2s = 2λ/u = 1.667 λ.

The tangents at the ends meet on the directrix, and their inclination to the horizontal is 56° 30′.

The relation between the sag, the tension, and the span of a wire (e.g. a telegraph wire) stretched nearly straight between two points A, B at the same level is determined most simply from first principles. If T be the tension, W the total weight, k the sag in the middle, and ψ the inclination to the horizontal at A or B, we have 2Tψ = W, AB = 2ρψ, approximately, where ρ is the radius of curvature. Since 2kρ = (1⁄2AB)2, ultimately, we have

k = 1⁄8W · AB/T.

(13)

The same formula applies if A, B be at different levels, provided k be the sag, measured vertically, half way between A and B.

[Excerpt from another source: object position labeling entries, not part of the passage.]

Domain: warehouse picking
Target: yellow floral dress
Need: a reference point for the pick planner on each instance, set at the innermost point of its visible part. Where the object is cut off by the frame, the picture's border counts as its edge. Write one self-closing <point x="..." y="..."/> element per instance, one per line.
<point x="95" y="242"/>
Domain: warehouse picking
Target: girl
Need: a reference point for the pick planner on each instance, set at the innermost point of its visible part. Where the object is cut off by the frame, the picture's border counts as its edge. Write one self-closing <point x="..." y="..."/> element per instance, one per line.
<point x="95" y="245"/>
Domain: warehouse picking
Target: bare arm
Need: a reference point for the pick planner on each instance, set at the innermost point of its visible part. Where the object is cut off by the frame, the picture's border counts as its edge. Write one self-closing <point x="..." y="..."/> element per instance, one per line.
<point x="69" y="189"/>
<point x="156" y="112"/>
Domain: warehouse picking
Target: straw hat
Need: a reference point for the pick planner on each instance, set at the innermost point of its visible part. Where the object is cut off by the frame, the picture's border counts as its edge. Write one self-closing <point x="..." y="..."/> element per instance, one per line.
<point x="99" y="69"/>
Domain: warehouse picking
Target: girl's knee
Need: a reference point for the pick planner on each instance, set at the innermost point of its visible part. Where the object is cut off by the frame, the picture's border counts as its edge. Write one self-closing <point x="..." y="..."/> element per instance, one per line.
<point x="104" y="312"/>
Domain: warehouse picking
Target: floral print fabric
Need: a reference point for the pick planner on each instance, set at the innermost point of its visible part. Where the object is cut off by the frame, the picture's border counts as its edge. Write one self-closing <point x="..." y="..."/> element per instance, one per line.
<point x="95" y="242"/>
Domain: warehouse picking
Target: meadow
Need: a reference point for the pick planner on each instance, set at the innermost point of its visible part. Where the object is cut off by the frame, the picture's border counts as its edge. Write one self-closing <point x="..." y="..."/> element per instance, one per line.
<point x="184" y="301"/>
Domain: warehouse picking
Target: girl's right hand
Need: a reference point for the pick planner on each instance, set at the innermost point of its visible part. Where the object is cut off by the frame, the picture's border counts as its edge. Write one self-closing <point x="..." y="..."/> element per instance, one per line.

In relation to the theory of suspension bridges the case where the weight of any portion of the chain varies as its horizontal projection is of interest. The vertical through the centre of gravity of the arc AP (see fig. 55) will then bisect its horizontal projection AN; hence if PS be the tangent at P we shall have AS = SN. This property is characteristic of a parabola whose axis is vertical. If we take A as origin and AN as axis of x, the weight of AP may be denoted by wx, where w is the weight per unit length at A. Since PNS is a triangle of forces for the portion AP of the chain, we have wx/T0 = PN/NS, or

y = w · x2/2T0,

(14)